The IMF’s report projected global GDP growth at 3.3 per cent in 2026, a 0.2 percentage point increase from the October estimate.

This comes after a 3.3 per cent growth in 2025, which exceeds the Fund’s previous forecast by 0.1 percentage point, with the 2027 global growth projection remaining at 3.2 per cent, unchanged from earlier estimates.

The IMF further indicated that global inflation is expected to continue falling, from 4.1 per cent in 2025 to 3.8 per cent in 2026 and 3.4 per cent in 2027.

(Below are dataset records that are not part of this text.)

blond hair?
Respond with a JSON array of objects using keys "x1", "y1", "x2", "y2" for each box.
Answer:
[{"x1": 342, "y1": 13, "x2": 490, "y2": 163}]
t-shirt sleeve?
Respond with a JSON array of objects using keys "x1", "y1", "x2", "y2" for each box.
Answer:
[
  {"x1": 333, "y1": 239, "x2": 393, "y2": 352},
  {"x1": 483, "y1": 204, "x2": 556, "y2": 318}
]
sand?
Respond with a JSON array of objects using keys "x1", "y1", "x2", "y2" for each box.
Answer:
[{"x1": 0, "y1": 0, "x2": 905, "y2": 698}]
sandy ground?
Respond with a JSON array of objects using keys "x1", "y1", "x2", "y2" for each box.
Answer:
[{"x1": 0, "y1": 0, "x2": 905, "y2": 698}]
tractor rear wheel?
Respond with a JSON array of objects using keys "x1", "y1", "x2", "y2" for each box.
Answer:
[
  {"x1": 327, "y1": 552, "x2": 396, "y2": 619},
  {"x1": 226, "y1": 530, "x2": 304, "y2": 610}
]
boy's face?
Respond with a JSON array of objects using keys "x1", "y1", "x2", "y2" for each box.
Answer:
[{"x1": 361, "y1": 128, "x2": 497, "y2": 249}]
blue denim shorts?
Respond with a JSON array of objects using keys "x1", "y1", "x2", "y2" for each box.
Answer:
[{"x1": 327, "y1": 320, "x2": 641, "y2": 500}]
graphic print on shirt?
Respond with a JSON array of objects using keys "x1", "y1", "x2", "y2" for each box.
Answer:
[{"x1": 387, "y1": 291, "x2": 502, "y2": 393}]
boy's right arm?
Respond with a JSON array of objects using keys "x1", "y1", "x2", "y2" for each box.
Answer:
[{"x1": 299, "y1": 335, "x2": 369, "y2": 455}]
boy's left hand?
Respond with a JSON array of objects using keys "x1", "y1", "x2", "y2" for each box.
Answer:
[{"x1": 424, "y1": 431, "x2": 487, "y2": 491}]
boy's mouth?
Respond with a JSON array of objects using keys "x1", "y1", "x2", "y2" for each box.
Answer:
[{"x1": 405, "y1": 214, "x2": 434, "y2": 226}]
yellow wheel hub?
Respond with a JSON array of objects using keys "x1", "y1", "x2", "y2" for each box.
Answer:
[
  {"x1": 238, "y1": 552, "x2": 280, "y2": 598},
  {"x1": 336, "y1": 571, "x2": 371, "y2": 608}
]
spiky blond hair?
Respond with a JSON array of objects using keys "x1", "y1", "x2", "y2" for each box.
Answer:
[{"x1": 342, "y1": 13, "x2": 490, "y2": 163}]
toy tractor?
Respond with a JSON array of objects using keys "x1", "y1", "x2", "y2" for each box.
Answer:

Analysts point out that the IMF’s upward revision of Nigeria’s 2026 and 2027 growth forecasts reflects the optimism the Bretton Woods institutions, the World Bank and IMF, have in Nigeria’s medium-term economic prospects.

In its latest Global Economic Prospects report released last Tuesday, the World Bank also raised Nigeria’s 2026 growth forecast to 4.4 per cent, from the 3.7 per cent it had projected in June 2025.

The World Bank stated: “Growth in Nigeria is forecast to strengthen to 4.4 per cent in both 2026 and 2027, the fastest pace in over a decade.”

It added: “This further firming of growth is anticipated to be underpinned by a continued expansion in services and a rebound in agricultural output, with a modest acceleration in the non-oil industry.”

“Economic reforms, including in the tax system, along with continued prudent monetary policy, are expected to continue supporting activity,” the Bank said.

“They are also expected to improve investor sentiment and reduce inflation further. Higher oil output is expected to offset lower international oil prices this year, helping to boost fiscal revenues and strengthen the external balance.”